Pour moi, opéra et cross-over suivent le même chemin. Seule existe une différence d’âge et d’écriture. L’opéra était la pop des années 1900. Quand Verdi a écrit "La Donna e mobile", c’était le hit de l’époque, comme les tubes de Britney Spears ou Rihanna aujourd’hui ! Le message a changé, comme la façon d’écrire et les instruments utilisés, mais Le rythme est toujours présent et la musique exprime autant, communique et partage au-delà des mots. Je pense que Beethoven, Mozart ou Verdi s'intéressaient au traitement dramatique de leurs opéras, mais utilisaient aussi la musique pour communiquer avec les autres. C’est en tout cas ce que je cherche à faire : communiquer par l'opéra ce besoin d'expression qui est en moi. C'est quand j’ai compris cela que j’ai pris le contrôle de mon instrument. Mais le public de l’opéra est un public d’âge mûr. Or j’avais 26 ou 27 ans et j’ai voulu rejoindre d’autres mondes musicaux afin de communiquer avec des gens de mon âge.

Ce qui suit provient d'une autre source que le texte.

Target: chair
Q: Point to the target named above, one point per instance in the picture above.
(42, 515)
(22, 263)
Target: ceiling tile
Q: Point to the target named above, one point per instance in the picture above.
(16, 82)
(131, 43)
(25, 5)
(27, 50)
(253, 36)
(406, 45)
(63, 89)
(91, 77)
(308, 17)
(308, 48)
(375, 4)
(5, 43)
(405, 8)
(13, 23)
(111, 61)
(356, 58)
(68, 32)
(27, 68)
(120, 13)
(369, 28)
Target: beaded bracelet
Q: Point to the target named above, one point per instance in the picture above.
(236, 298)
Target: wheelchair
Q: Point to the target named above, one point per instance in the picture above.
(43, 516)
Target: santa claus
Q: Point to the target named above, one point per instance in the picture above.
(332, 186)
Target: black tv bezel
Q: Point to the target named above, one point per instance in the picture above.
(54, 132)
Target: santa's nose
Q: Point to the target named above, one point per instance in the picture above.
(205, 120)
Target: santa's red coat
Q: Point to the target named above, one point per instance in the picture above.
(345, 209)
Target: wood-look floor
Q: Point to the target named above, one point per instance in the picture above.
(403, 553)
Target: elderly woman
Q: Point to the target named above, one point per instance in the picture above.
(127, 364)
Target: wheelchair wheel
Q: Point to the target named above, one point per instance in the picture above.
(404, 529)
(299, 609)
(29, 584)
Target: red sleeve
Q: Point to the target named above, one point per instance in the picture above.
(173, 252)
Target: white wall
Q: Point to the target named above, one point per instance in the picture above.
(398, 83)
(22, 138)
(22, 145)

On me dit parfois que, sur scène, j’utilise le "body language", qu'il m'arrive de bouger trop. Mais je cherche à réveiller les gens, à capter l’attention d’un public plus jeune que les spectateurs habituels de l’opera. Par le cross-over, je cherche à toucher un jeune public. Quand je fais un duo avec The Pussycat Dolls, on dit : "Ah ! Nicole Scherzinger a fait un duo avec Vittorio. J'aime cette chanson, mais qui chante avec elle ? Ah ! C’est un chanteur d’opéra !". Avec les informations qui fourmillent sur Internet, il y a peut-être une chance de retrouver demain les amateurs des Pussycat Dolls à l'opéra ! Faire sortir l'opéra des théâtres n'est pas simple mais, si on y parvient, cela produit un très grand effet. Un chanteur d’opéra qui chante dans un endroit inhabituel fascine les jeunes par la voix, cet instrument brut et pourtant si raffiné qui se passe des artifices du traitement sonore et de micro !
Utilisez-vous différemment votre voix en fonction de ces deux axes musicaux ?

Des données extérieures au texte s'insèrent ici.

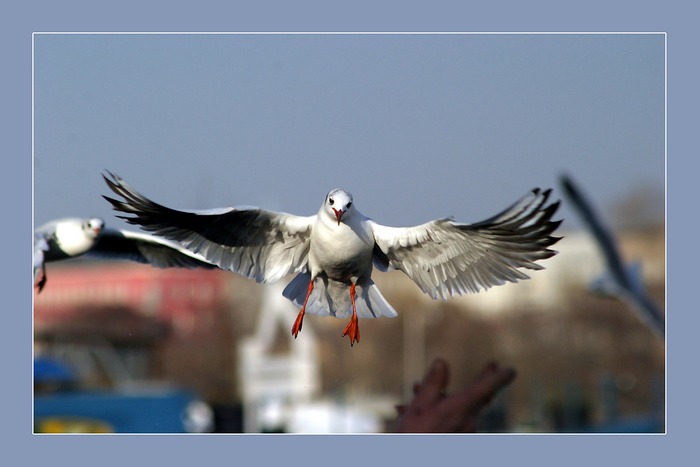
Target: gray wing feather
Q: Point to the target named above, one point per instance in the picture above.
(446, 258)
(256, 243)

Bien sûr, car ce sont deux manières très différentes de chanter. C’est comme chanter un opéra sur scène et faire un film d'opéra. Quand j’ai interprété le Duc, sous la direction de Zubin Mehta, pour le film de Vittorio Storaro Rigoletto from Mantua, on m’a dit que je faisais des mouvements trop amples. Je suis habitué à la scène où il faut amplifier les gestes pour que les spectateurs puissent tout voir, même ceux qui sont loin de la scène. Le réalisateur me disait : "Regarde la caméra, elle est là, juste devant toi !". C’est la même chose lorsqu'on chante avec un micro. On entend tout, y compris la respiration. Il faut donc trouver un équilibre et en faire moins que sur une scène d'opéra. Apprendre à chanter avec un micro a été très important pour moi. M'exprimer ainsi m'a poussé à chercher des sonorités, une façon de projeter la voix plus doucement, trouver une émission différente…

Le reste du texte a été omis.